There is no denying that Data Science related Key Performance Indicators (KPIs) like accuracy in our case is the most important needle mover, but we cannot undermine the importance of the other areas.

Ex: An awesome algorithm just running in laptop & that does not scale, OR an algorithm that scales but does not meet the needed SLAs are just good in theory & can never make into production.

Data Science

  • The Brain behind what demand we forecast
  • The freedom of developing an algorithm using any library or language is very important.
  • It is important to note that there is no one algorithm that fits all needs
    Ex: Time series algorithms does not very well predict all horizons of time accurately
  • How the underlying infrastructure is enabling the Data Scientists to experiment (at scale) more frequently will be the key to agility

Data Engineering

This is mandatory, especially when we have Large scale diverse data to deal with.

We have close to 100 TB of data & 10’s of data sources to tap from day one (and growing every day).

  • Interact with Walmart’s ocean of data spread across various systems and provisioning of the same for better collaboration
  • Foundational guarantees on the robustness of pipelines
  • Workflows are always time-bound with strict SLAs to downstream systems
  • Guaranteed freshness & quality of data

This indeed is the Backbone of the system and is pivotal in ensuring stability & accuracy of forecasts.

Demand Workbench (REST APIs & UI)

This is the Face of Smart Forecasting. Just having a forecast without any visibility to its end users, will not add much value.

This function becomes even more critical when we have 500 Million Store-Items to provide visibility across history & future.

  • Get visibility into various metrics influencing the demand like historical sales, waste, inventory, etc.
  • Metrics space comprising a minimum of 75 billion historical & 25 billion future data points.
  • Personalized to each user’s experience showing what really matters at a given time.
  • Allow users to manage demand by adjusting the forecasts.
  • These APIs also power some of the critical on-demand descriptive analytics applications in Supply Chain.

MLOps / ML Engineering

This is the Central Nervous System that controls the Brain (ML Algorithms) & Backbone (Data) of our product, taking care of many production aspects of our models.

  • At the confluence of the two pillars i.e. Data Science and Data Engineering.
  • Automate systems that will help propagate the machine learning models from development to production environment
  • Optimal scheduling of modeling workloads.
  • High availability & Failure handling in every part of the pipeline run
  • Build the ability to perform A/B testing of new models
  • Visibility into how any new feature in ML/Data affects the overall KPIs of the project (Accuracy, Bias, etc.)

DevOps

They instill blend of Service Engineering & Release Engineering best practices into our engineering teams.
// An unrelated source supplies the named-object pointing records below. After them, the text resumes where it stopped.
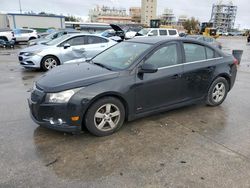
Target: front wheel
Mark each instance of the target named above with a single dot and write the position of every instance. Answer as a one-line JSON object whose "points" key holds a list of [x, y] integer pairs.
{"points": [[217, 92], [49, 62], [105, 116]]}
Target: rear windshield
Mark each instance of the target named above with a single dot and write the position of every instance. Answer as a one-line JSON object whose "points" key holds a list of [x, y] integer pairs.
{"points": [[172, 32]]}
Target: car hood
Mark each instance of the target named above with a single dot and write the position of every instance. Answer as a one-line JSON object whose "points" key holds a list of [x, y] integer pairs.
{"points": [[73, 76], [35, 48]]}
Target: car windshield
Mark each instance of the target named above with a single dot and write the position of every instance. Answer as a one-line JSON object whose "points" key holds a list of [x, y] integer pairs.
{"points": [[56, 41], [121, 56], [144, 31]]}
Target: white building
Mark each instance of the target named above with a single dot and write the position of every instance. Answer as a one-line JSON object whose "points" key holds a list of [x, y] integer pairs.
{"points": [[148, 11], [39, 22]]}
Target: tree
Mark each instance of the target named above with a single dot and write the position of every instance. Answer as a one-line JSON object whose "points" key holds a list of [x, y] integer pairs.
{"points": [[191, 25]]}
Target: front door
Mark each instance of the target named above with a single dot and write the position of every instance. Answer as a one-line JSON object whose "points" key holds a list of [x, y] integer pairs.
{"points": [[163, 88]]}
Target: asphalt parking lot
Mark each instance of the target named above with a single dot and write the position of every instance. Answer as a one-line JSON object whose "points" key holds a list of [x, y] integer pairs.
{"points": [[195, 146]]}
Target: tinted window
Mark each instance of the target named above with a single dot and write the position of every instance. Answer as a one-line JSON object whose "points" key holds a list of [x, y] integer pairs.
{"points": [[210, 53], [172, 32], [154, 32], [163, 32], [121, 55], [208, 39], [95, 40], [164, 56], [75, 41], [25, 31], [194, 52]]}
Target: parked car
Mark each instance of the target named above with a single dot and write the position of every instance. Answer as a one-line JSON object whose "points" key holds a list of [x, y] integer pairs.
{"points": [[130, 80], [7, 35], [67, 47], [207, 39], [5, 44], [24, 35], [52, 36], [146, 32]]}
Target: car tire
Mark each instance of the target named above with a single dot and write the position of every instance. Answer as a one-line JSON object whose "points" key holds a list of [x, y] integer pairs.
{"points": [[217, 92], [105, 116], [49, 62]]}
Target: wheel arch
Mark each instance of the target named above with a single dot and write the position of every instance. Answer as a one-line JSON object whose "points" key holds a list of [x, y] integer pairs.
{"points": [[50, 55], [108, 94], [227, 77]]}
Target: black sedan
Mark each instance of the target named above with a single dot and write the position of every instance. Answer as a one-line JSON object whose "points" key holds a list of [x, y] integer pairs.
{"points": [[130, 80]]}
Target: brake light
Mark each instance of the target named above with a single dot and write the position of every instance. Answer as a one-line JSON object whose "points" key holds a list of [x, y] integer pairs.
{"points": [[236, 62]]}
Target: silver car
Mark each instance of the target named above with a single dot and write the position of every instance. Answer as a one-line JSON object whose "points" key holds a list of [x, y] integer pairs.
{"points": [[207, 39], [65, 48]]}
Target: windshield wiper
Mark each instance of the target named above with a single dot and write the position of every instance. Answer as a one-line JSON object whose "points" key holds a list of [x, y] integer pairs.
{"points": [[101, 65]]}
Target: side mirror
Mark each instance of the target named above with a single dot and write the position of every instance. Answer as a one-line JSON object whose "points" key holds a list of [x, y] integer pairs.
{"points": [[67, 45], [148, 68]]}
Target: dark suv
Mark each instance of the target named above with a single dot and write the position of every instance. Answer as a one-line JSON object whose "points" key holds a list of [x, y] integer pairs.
{"points": [[130, 80]]}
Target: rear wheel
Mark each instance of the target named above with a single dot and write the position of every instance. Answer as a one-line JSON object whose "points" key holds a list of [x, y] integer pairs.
{"points": [[105, 116], [217, 92], [49, 62]]}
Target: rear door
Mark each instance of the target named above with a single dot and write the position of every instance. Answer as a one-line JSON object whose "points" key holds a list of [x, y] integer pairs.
{"points": [[199, 66], [163, 88]]}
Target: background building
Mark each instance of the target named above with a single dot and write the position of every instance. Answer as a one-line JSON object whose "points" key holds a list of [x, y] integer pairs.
{"points": [[106, 14], [148, 11], [223, 16], [168, 18], [135, 14], [35, 21]]}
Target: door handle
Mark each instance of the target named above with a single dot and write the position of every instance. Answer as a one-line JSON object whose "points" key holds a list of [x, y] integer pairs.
{"points": [[176, 76]]}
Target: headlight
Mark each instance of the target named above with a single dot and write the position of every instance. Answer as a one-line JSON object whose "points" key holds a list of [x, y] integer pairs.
{"points": [[31, 53], [61, 97]]}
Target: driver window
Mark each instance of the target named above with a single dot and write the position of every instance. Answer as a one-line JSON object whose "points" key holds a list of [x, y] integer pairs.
{"points": [[165, 56], [154, 33]]}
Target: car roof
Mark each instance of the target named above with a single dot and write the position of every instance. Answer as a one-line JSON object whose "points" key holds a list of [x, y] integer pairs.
{"points": [[162, 39]]}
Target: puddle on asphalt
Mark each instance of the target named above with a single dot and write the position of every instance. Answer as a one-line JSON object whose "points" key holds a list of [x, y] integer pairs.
{"points": [[28, 77]]}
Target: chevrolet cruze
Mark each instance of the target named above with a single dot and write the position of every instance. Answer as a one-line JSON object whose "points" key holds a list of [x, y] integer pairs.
{"points": [[130, 80]]}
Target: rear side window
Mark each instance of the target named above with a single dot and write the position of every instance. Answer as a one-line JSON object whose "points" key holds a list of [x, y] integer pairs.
{"points": [[76, 41], [172, 32], [95, 40], [163, 32], [194, 52], [26, 31], [165, 56], [210, 53]]}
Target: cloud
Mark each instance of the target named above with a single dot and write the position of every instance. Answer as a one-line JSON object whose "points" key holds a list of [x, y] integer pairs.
{"points": [[197, 8]]}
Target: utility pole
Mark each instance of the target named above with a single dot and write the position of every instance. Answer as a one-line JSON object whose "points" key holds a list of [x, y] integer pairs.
{"points": [[20, 7]]}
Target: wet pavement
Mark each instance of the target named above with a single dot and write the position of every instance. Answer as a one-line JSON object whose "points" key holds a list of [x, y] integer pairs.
{"points": [[195, 146]]}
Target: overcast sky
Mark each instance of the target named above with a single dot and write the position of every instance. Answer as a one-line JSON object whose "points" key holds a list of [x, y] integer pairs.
{"points": [[200, 9]]}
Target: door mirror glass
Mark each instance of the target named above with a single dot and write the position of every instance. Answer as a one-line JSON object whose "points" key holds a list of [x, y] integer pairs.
{"points": [[67, 45], [148, 68]]}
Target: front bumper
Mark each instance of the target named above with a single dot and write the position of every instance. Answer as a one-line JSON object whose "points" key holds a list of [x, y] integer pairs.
{"points": [[56, 117], [30, 61]]}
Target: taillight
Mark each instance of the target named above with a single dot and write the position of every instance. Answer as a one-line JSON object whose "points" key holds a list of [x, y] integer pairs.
{"points": [[236, 62]]}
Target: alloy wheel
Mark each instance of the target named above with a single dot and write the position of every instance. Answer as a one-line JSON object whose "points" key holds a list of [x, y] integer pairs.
{"points": [[219, 92], [107, 117]]}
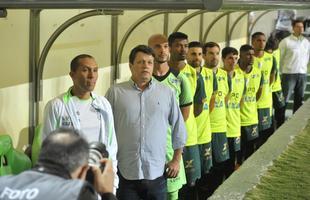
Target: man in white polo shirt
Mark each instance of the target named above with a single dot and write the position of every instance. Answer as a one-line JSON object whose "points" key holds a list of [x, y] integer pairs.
{"points": [[295, 53]]}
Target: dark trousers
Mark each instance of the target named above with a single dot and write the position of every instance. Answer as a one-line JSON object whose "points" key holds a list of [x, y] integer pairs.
{"points": [[294, 83], [213, 179], [279, 111], [142, 189], [233, 157], [279, 117]]}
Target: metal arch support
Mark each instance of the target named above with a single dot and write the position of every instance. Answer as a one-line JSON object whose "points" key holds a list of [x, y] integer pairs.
{"points": [[132, 28], [181, 23], [234, 26], [256, 20], [52, 39], [212, 24]]}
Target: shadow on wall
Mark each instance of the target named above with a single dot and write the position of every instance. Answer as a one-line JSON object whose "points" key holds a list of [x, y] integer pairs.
{"points": [[23, 139]]}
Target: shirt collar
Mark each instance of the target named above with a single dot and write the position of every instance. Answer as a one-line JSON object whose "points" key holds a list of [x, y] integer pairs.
{"points": [[297, 38], [134, 85]]}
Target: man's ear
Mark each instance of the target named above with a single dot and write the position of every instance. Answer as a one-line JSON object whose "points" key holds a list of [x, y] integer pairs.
{"points": [[80, 173], [83, 173], [71, 74]]}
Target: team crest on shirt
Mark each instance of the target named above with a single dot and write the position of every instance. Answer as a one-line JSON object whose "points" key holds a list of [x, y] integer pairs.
{"points": [[174, 81], [65, 121], [189, 164], [207, 152]]}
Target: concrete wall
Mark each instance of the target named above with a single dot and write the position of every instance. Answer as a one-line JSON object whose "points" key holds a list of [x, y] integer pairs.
{"points": [[92, 36]]}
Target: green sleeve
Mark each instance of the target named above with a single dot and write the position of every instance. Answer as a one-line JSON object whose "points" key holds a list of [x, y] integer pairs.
{"points": [[261, 79], [229, 83], [185, 97], [215, 87], [274, 65], [200, 93]]}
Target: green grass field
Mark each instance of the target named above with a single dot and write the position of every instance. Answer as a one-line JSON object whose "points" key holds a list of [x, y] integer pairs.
{"points": [[289, 176]]}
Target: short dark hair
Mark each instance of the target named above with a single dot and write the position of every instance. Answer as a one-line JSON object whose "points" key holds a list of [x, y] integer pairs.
{"points": [[75, 61], [229, 50], [256, 34], [295, 21], [65, 147], [140, 48], [209, 45], [272, 43], [194, 44], [245, 48], [175, 36]]}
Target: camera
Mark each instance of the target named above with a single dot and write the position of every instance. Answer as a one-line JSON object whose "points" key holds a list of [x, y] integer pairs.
{"points": [[97, 151]]}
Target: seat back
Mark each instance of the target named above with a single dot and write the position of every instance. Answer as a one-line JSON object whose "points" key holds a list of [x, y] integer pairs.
{"points": [[36, 145]]}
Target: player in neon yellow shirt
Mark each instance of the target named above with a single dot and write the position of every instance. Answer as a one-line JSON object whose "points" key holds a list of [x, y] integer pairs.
{"points": [[194, 59], [230, 58], [178, 43], [178, 83], [266, 62], [248, 108], [220, 151], [277, 94]]}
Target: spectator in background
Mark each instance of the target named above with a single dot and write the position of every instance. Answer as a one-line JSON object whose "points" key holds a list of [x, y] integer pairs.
{"points": [[294, 58]]}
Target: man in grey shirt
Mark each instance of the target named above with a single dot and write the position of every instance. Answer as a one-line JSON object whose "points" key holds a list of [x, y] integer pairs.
{"points": [[143, 110]]}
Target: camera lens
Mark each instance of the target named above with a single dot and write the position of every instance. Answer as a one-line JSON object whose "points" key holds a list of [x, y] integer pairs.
{"points": [[97, 151]]}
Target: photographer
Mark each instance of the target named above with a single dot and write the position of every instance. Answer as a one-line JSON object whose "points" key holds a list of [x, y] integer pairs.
{"points": [[60, 173]]}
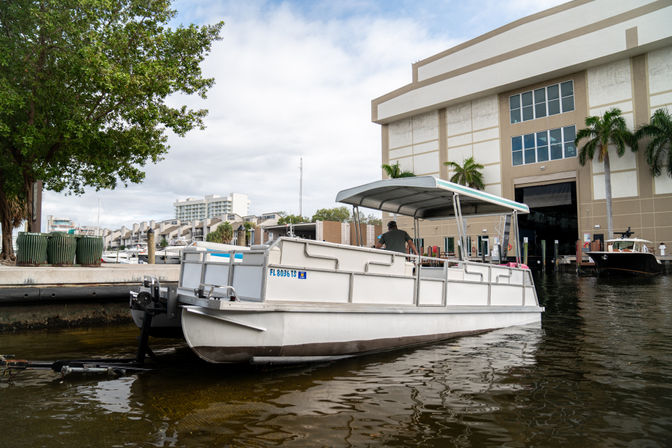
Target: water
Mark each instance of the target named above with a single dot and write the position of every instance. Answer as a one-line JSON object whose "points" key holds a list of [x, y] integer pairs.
{"points": [[598, 373]]}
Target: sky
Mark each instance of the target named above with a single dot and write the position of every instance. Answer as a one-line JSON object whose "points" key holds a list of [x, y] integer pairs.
{"points": [[293, 80]]}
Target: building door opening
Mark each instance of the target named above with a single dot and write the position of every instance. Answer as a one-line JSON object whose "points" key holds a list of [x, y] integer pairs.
{"points": [[553, 216]]}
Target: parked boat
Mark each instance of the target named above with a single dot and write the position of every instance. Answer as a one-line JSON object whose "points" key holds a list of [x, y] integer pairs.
{"points": [[120, 257], [627, 255], [299, 300]]}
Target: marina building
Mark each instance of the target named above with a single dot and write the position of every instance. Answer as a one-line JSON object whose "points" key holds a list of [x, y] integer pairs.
{"points": [[514, 98], [211, 206]]}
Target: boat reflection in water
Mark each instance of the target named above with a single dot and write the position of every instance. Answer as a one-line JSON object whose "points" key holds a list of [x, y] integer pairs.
{"points": [[387, 397]]}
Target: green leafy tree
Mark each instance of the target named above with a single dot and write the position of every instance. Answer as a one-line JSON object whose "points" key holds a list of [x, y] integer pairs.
{"points": [[394, 171], [599, 133], [469, 173], [292, 219], [12, 211], [84, 88], [339, 214], [659, 147], [222, 234]]}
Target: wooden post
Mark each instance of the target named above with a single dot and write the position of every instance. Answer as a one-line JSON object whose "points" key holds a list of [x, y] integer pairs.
{"points": [[556, 254], [151, 247], [579, 256]]}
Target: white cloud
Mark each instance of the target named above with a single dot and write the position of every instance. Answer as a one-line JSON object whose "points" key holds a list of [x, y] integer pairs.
{"points": [[286, 86]]}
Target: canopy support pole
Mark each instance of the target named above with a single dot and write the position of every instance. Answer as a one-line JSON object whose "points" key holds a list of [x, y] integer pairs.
{"points": [[355, 218], [516, 230], [418, 262], [461, 232]]}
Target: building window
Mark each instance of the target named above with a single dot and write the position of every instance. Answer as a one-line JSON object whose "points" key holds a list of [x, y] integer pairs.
{"points": [[551, 100], [553, 144]]}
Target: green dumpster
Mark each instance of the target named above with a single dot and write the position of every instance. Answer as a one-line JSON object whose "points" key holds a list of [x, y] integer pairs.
{"points": [[89, 250], [61, 249], [32, 249]]}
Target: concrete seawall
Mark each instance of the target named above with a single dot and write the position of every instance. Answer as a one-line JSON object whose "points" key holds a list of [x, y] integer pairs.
{"points": [[53, 297]]}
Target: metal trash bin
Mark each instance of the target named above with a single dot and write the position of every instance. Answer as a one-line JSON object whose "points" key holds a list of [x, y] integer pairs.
{"points": [[89, 250], [61, 248], [31, 249]]}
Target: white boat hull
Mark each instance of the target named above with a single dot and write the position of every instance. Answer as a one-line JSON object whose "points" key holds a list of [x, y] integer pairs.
{"points": [[244, 333]]}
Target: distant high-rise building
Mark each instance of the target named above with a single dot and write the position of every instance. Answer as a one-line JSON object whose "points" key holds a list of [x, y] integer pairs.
{"points": [[211, 206]]}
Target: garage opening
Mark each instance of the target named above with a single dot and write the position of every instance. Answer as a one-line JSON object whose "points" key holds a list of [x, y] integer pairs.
{"points": [[553, 216]]}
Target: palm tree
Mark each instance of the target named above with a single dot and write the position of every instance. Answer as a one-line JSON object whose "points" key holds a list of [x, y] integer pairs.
{"points": [[659, 148], [468, 173], [610, 129], [394, 172]]}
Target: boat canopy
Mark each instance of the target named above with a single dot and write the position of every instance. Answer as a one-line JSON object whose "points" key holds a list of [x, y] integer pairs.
{"points": [[427, 197]]}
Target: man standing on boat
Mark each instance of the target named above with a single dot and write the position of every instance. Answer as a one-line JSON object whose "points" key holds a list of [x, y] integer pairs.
{"points": [[396, 240]]}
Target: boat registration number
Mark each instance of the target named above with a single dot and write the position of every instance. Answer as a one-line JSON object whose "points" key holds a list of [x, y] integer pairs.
{"points": [[287, 273]]}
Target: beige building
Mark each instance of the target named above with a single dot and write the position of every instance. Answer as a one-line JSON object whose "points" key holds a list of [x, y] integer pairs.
{"points": [[514, 98]]}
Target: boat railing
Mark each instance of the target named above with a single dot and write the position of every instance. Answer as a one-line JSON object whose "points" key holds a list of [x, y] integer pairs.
{"points": [[294, 269]]}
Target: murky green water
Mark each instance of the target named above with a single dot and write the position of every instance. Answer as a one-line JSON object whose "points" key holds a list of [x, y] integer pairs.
{"points": [[598, 373]]}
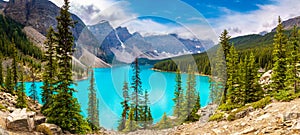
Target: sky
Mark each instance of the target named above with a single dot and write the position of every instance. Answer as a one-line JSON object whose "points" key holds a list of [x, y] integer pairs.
{"points": [[203, 19]]}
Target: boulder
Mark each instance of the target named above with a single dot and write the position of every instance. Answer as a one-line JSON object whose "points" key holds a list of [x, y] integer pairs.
{"points": [[20, 120], [243, 113], [47, 128], [3, 132]]}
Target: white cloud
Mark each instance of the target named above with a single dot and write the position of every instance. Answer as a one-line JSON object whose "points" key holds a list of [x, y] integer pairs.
{"points": [[93, 11], [263, 19]]}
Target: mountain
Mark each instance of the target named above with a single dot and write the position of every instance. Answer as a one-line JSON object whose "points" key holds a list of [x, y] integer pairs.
{"points": [[40, 14], [260, 45], [290, 23]]}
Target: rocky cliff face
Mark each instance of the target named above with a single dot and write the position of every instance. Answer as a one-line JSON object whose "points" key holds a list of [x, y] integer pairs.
{"points": [[40, 14], [290, 23]]}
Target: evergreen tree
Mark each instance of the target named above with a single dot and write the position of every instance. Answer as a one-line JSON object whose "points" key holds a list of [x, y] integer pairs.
{"points": [[149, 117], [136, 85], [224, 42], [50, 73], [193, 116], [65, 109], [21, 100], [146, 115], [164, 122], [253, 91], [242, 85], [125, 105], [292, 78], [226, 45], [131, 124], [8, 81], [190, 96], [33, 91], [92, 103], [215, 88], [179, 97], [279, 59], [220, 74], [1, 74]]}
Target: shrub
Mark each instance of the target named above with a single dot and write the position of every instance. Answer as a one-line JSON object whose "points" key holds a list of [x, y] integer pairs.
{"points": [[261, 103], [228, 107], [44, 129], [231, 117], [216, 117], [285, 96], [2, 107]]}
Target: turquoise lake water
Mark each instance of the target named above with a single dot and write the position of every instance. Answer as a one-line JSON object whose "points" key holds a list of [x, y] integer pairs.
{"points": [[109, 83]]}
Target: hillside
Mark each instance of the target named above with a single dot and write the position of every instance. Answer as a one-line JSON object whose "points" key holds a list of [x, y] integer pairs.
{"points": [[11, 33]]}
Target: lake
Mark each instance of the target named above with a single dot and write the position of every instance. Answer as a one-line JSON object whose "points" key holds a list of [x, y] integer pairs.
{"points": [[109, 83]]}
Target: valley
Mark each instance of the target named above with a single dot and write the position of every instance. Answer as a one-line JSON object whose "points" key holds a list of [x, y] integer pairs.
{"points": [[70, 67]]}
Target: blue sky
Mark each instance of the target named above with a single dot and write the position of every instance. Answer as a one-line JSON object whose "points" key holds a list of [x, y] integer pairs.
{"points": [[204, 19], [213, 8]]}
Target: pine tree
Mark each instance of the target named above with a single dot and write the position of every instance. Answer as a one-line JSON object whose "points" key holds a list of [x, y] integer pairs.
{"points": [[14, 67], [279, 59], [190, 96], [50, 73], [254, 91], [33, 91], [136, 85], [220, 75], [226, 45], [242, 84], [149, 117], [193, 115], [164, 122], [65, 109], [1, 74], [8, 81], [292, 78], [224, 42], [125, 105], [131, 124], [92, 103], [179, 96], [21, 100]]}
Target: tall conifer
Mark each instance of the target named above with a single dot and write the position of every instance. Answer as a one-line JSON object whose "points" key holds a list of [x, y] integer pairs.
{"points": [[293, 67], [65, 109], [178, 96]]}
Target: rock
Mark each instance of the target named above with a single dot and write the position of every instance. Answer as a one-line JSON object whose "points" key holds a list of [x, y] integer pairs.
{"points": [[52, 128], [248, 130], [3, 132], [20, 120], [296, 126], [290, 116], [265, 79], [262, 117]]}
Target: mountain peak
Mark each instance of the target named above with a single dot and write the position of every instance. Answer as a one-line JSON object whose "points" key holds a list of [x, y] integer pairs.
{"points": [[40, 14], [290, 23]]}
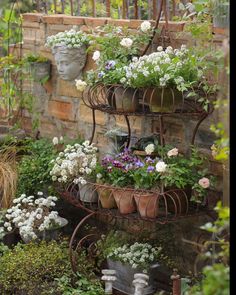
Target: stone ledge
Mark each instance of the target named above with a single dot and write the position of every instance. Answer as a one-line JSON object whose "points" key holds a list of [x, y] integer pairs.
{"points": [[32, 17]]}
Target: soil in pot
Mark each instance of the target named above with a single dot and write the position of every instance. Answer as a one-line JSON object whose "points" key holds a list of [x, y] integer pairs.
{"points": [[178, 200], [163, 100], [106, 198], [147, 204], [124, 201], [126, 99]]}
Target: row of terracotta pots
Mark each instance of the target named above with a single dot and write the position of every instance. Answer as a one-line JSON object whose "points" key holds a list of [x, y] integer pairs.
{"points": [[146, 203]]}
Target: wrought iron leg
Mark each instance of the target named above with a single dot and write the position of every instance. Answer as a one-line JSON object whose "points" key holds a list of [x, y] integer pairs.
{"points": [[94, 126], [72, 257], [197, 126], [129, 130]]}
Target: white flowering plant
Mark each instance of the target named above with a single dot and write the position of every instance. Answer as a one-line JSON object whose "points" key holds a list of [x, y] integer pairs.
{"points": [[75, 164], [71, 39], [111, 56], [137, 255], [32, 215], [180, 68]]}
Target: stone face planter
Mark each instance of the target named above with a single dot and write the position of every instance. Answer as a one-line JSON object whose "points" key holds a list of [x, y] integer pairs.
{"points": [[70, 61], [124, 201], [88, 193], [126, 99], [147, 204], [106, 198], [163, 99], [125, 276], [40, 71]]}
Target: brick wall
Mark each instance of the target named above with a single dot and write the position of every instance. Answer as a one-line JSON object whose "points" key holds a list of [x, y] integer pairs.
{"points": [[64, 113]]}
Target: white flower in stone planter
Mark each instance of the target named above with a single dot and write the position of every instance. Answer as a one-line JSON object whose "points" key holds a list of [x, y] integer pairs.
{"points": [[33, 215], [69, 50], [75, 163]]}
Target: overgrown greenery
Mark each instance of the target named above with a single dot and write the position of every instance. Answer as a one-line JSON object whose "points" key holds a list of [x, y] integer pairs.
{"points": [[35, 166], [28, 266], [215, 277]]}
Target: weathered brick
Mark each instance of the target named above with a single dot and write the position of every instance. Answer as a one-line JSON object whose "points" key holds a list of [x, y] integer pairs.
{"points": [[95, 21], [85, 115], [73, 20], [135, 123], [32, 17], [61, 110], [53, 19]]}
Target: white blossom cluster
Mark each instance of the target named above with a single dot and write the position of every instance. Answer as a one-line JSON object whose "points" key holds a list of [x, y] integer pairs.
{"points": [[136, 255], [32, 215], [176, 67], [75, 163], [71, 39]]}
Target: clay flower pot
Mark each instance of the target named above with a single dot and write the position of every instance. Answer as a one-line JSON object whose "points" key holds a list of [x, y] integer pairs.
{"points": [[124, 201], [147, 204], [106, 198]]}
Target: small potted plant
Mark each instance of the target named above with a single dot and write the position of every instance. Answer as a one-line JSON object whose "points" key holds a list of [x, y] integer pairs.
{"points": [[40, 67], [76, 165], [70, 52], [111, 57], [115, 171], [164, 76], [33, 217]]}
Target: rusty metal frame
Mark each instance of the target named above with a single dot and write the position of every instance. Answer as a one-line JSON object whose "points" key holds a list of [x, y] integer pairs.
{"points": [[102, 98]]}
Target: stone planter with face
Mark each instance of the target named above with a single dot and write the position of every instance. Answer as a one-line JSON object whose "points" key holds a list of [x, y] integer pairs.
{"points": [[70, 61]]}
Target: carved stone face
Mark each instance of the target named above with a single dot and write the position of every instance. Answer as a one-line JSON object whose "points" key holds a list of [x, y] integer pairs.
{"points": [[70, 61]]}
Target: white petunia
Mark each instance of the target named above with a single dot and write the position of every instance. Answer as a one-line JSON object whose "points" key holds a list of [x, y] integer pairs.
{"points": [[126, 42], [161, 166], [96, 55], [145, 26]]}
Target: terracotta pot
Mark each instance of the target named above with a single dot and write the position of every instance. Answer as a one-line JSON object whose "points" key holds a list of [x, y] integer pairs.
{"points": [[88, 193], [147, 204], [106, 198], [124, 201], [163, 99], [126, 99]]}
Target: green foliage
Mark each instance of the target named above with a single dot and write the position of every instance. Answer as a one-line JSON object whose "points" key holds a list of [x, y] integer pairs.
{"points": [[32, 57], [13, 99], [79, 284], [28, 266], [34, 168], [215, 279], [10, 28]]}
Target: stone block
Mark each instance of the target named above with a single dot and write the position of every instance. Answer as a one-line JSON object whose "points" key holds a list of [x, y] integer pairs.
{"points": [[67, 88], [61, 110]]}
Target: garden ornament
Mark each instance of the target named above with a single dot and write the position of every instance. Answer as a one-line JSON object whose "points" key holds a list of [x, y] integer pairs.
{"points": [[70, 61]]}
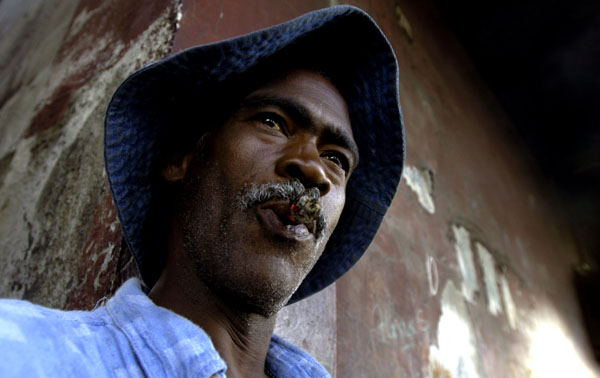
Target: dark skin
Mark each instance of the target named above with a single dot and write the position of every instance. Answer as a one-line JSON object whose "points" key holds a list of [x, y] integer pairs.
{"points": [[230, 271]]}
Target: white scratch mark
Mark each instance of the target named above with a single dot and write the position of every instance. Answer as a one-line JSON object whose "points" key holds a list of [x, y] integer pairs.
{"points": [[456, 350], [432, 275], [489, 279], [462, 246], [509, 305], [421, 182]]}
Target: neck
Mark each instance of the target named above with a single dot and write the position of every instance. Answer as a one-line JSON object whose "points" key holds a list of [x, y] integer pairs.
{"points": [[241, 338]]}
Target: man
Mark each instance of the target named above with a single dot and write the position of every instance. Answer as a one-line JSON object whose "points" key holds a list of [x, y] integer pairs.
{"points": [[247, 174]]}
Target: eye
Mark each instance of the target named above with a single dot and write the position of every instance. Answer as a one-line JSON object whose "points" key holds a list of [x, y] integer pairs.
{"points": [[338, 159], [271, 120]]}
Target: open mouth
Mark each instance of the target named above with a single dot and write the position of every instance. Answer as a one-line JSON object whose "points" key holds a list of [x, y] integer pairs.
{"points": [[277, 218]]}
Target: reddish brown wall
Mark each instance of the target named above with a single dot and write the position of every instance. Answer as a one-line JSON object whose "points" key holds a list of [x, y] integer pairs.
{"points": [[470, 274]]}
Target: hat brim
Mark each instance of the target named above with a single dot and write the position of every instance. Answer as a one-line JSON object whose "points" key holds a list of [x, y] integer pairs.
{"points": [[344, 37]]}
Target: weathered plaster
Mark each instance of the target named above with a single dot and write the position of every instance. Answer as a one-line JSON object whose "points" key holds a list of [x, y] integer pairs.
{"points": [[456, 349], [55, 178], [489, 279], [310, 324], [464, 255], [421, 182]]}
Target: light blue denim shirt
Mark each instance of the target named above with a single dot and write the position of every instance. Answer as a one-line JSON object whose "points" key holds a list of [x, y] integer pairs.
{"points": [[127, 337]]}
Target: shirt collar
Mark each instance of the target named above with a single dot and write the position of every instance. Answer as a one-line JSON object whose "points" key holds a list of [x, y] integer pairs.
{"points": [[162, 340]]}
  • Ensure the Infrastructure is up, running & monitored 24x7
  • High priority Alerts are notified to appropriate teams
  • Ensure we have proper quality checks in our build automation
  • Every part of the product is continuously tested out at different levels so that every commit meets the needed quality
  • Not just ensure you can develop & deploy features fast, but Mean Time To Recover (MTTR) should be low in failures
  • Look out for constant cost optimizations. Especially on Public cloud.
  • Infrastructure built around the agreeable measures around Recovery Time Objective (RTO) & Recover Point Objectives (RPO).

Product Management

Product management is where it all comes together

  • Always ensure that we keep our Business in the center of everything we do in the product
  • Facilitate with Business on what is the need of the hour
  • Ensure every feature added to the product provides incremental value
  • Voice of the Business & Champions of the product
  • Seek constant feedback, both from Business & other pillars

Hope you have got a better understanding of what teams constitute the basic building blocks of a successful ML product.

Through this & the series of other blog posts (I intend to write later), I am trying to highlight the key technical concepts which went a long way in making the product successful.